6 milliards de cartes à puce seront utilisées dans le monde en 2003. Le
leader mondial de la carte à
puce est une entreprise française, Gemplus , avec 900 millions d'unités
fabriquées en 1997.
En septembre, les usagers des
transports en commun de la région de Saint-Quentin-en-Yvelines vont
pouvoir tester une première nationale. Une carte à
puce sans contact "billettique monétique". En clair, une
carte faisant office de ticket de transport fonctionnant à distance
et utilisable sans avoir à la sortir du sac. Egalement sur cette
même carte, une fonction "porte-monnaie électronique"

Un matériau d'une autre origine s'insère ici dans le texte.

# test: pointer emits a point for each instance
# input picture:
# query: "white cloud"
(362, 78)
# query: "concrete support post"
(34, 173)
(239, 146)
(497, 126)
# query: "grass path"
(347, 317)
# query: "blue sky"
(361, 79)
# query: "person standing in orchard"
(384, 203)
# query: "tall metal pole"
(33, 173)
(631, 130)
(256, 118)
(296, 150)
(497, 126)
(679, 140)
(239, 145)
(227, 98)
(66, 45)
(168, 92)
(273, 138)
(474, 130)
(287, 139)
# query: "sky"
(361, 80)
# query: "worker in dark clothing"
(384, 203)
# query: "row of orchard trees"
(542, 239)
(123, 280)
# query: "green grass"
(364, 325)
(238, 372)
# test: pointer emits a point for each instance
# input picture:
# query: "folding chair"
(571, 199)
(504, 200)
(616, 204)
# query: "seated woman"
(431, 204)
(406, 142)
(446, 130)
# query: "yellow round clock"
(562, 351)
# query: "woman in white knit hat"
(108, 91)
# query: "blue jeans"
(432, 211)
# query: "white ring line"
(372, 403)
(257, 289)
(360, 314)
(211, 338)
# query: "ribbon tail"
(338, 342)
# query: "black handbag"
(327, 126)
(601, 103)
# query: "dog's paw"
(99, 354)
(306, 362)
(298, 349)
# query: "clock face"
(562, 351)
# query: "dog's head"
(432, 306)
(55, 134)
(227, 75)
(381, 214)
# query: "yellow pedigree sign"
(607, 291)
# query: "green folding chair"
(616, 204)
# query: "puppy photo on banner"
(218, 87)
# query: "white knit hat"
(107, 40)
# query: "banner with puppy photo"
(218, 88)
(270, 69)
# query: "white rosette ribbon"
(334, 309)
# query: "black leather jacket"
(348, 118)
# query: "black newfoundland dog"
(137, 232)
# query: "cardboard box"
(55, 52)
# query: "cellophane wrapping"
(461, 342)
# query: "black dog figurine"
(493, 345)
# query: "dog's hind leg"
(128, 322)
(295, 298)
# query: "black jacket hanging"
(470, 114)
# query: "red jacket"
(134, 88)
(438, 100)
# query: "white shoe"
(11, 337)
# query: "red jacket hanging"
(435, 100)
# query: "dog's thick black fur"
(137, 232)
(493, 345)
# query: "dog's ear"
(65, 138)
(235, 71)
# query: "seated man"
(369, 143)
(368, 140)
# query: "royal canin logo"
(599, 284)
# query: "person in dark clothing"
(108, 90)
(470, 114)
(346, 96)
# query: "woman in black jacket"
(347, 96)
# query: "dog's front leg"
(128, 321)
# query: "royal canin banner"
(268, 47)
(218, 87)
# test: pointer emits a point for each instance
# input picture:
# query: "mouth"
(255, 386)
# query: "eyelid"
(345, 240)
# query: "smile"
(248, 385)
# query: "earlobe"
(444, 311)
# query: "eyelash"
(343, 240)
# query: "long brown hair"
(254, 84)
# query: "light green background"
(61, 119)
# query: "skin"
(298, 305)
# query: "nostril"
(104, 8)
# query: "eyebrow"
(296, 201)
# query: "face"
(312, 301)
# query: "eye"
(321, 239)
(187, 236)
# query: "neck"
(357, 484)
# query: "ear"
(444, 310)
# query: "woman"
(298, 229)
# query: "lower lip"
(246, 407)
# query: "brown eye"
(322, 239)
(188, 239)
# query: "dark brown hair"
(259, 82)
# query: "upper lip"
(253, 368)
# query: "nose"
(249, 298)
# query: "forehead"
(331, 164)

permettra de réaliser de menus achats dans les gares (journaux, boissons,
viennoiseries, téléphone, poste). "Le porte-monnaie
se chargera depuis un guichet de gare ou un distributeur automatique. Pour
payer, il suffira d'insérer sa carte dans un lecteur sans avoir de
code à taper", explique Guy Sabatier, du consortium Billetique Monétique Service* à l'origine
de ce projet. Une expérience qui traduit bien le degré de
technicité atteint par cette petite carte qui, de ce fait, se sent
pousser des ailes. Car après les transports et le portefeuille électronique,
ce sera le tour du carnet de santé.
Ainsi, depuis mai dernier, la CNAM s'est lancée dans l'aventure
de la carte à puce santé Vitale. Les 38 millions d'assurés
sociaux nationaux en seront munis d'ici le milieu de l'année 1999.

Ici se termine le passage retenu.